Comme l’opération de prêt, seuls les joueurs professionnels peuvent être concernés par des transferts définitifs payants.
Dans le cadre d’un transfert international ou à portée internationale, les intérêts des clubs formateurs sont protégés par le bénéfice du mécanisme de solidarité prévu à l’article 21, annexe 5 du RSTJ qui permet aux clubs qui ont contribué à l’éducation et à la formation du Joueur entre les années calendaires de son 12e et de son 23e anniversaire de bénéficier de 5% de toute indemnité payée à l’ancien club dans le cadre du transfert.

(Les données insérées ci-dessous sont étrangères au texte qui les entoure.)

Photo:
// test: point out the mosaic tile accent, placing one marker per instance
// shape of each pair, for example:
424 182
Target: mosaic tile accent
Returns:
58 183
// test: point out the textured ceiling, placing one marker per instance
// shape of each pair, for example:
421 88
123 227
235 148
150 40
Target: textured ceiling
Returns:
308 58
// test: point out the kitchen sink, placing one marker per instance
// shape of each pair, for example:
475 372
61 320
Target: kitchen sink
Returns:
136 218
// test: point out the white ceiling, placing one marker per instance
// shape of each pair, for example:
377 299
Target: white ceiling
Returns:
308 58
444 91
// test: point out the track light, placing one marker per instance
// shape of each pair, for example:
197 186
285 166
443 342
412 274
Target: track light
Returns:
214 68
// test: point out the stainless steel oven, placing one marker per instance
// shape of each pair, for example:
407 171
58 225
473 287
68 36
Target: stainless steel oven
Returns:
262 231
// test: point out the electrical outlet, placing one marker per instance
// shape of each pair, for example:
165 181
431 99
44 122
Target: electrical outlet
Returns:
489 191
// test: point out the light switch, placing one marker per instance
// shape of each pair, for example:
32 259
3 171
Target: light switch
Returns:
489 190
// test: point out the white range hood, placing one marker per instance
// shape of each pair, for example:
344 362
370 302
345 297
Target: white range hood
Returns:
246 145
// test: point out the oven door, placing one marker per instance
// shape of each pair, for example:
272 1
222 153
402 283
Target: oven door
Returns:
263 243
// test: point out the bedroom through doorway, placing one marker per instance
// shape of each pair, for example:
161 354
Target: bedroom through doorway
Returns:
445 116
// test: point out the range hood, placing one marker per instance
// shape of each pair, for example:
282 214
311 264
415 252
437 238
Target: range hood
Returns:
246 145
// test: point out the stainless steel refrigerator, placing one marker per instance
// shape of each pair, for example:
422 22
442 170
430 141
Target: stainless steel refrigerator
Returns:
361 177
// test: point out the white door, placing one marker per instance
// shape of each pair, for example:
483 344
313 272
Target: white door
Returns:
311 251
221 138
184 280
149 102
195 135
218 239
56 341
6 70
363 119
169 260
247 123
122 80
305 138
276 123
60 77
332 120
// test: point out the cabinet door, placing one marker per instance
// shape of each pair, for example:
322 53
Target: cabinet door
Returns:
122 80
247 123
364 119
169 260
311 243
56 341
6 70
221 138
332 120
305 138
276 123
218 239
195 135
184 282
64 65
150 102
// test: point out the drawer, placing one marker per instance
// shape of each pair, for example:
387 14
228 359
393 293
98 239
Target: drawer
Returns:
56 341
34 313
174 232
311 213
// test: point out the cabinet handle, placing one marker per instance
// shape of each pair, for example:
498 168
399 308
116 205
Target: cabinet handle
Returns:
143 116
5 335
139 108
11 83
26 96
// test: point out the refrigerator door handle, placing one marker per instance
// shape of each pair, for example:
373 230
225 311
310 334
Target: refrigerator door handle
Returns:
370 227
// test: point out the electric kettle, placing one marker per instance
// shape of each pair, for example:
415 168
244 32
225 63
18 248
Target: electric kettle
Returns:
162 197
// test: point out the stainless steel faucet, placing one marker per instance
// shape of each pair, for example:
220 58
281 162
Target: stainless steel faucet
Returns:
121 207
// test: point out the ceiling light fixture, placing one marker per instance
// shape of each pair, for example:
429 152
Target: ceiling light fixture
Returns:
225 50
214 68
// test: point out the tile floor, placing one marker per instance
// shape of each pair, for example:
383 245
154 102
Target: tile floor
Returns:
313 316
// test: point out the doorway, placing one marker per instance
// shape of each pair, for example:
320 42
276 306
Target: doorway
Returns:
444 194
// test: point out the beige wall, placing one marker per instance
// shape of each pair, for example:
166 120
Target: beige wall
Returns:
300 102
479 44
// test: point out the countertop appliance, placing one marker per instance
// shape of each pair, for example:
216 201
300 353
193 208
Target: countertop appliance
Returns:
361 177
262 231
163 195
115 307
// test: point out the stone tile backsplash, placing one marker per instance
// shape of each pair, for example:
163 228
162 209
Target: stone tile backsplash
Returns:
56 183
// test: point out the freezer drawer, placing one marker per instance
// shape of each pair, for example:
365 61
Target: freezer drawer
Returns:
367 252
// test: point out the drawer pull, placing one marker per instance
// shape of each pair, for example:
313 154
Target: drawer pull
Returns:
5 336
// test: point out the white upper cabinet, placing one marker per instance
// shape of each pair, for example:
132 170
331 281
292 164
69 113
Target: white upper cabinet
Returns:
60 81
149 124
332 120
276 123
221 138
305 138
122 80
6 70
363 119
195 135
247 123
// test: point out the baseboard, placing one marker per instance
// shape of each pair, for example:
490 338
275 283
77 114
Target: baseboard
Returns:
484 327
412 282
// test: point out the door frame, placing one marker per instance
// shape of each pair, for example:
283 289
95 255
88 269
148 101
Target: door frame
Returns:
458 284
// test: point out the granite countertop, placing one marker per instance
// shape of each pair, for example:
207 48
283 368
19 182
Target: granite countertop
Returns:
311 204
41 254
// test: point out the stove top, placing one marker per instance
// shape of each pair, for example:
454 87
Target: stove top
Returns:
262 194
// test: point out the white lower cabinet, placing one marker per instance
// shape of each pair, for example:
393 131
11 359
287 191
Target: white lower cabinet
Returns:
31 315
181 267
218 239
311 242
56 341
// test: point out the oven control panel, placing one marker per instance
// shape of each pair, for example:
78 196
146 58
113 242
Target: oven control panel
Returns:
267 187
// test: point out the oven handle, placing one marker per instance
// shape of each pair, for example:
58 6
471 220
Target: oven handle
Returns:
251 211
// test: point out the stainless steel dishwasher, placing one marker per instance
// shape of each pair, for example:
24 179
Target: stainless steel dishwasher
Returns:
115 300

Il est donc important pour tout club qui souhaite enregistrer un joueur de vérifier le véritable statut du joueur avant de s’engager dans des opérations qui pourraient être source de difficultés. Les Fédérations Nationales doivent veiller à ce que les détails personnels contenus dans les passeports sportifs qu’elles délivrent, soient conformes au véritable statut des joueurs.
En raison, de ce manque de sérieux dans la procédure d’établissement des passeports sportifs, certains clubs notamment européens ont très souvent des contentieux avec les clubs africains.
Le HAVRE A.C en a fait les frais dans une sentence arbitrale du TAS en date du 8 avril 2008, l’obligeant à verser les indemnités de formation au club de l’AS VITA Club de Kinshasa.
Le Mans Union Club 72 également a été obligé de verser une indemnité de formation à hauteur de 480 000 euros au Club Olympique de BAMAKO dans une sentence du TAS en date du 6 mai 2010 alors même qu’il avait déboursé initialement 400 000 euros pour le transfert définitif du Joueur, issu du Djoliba Athletic Club, club de football au Mali.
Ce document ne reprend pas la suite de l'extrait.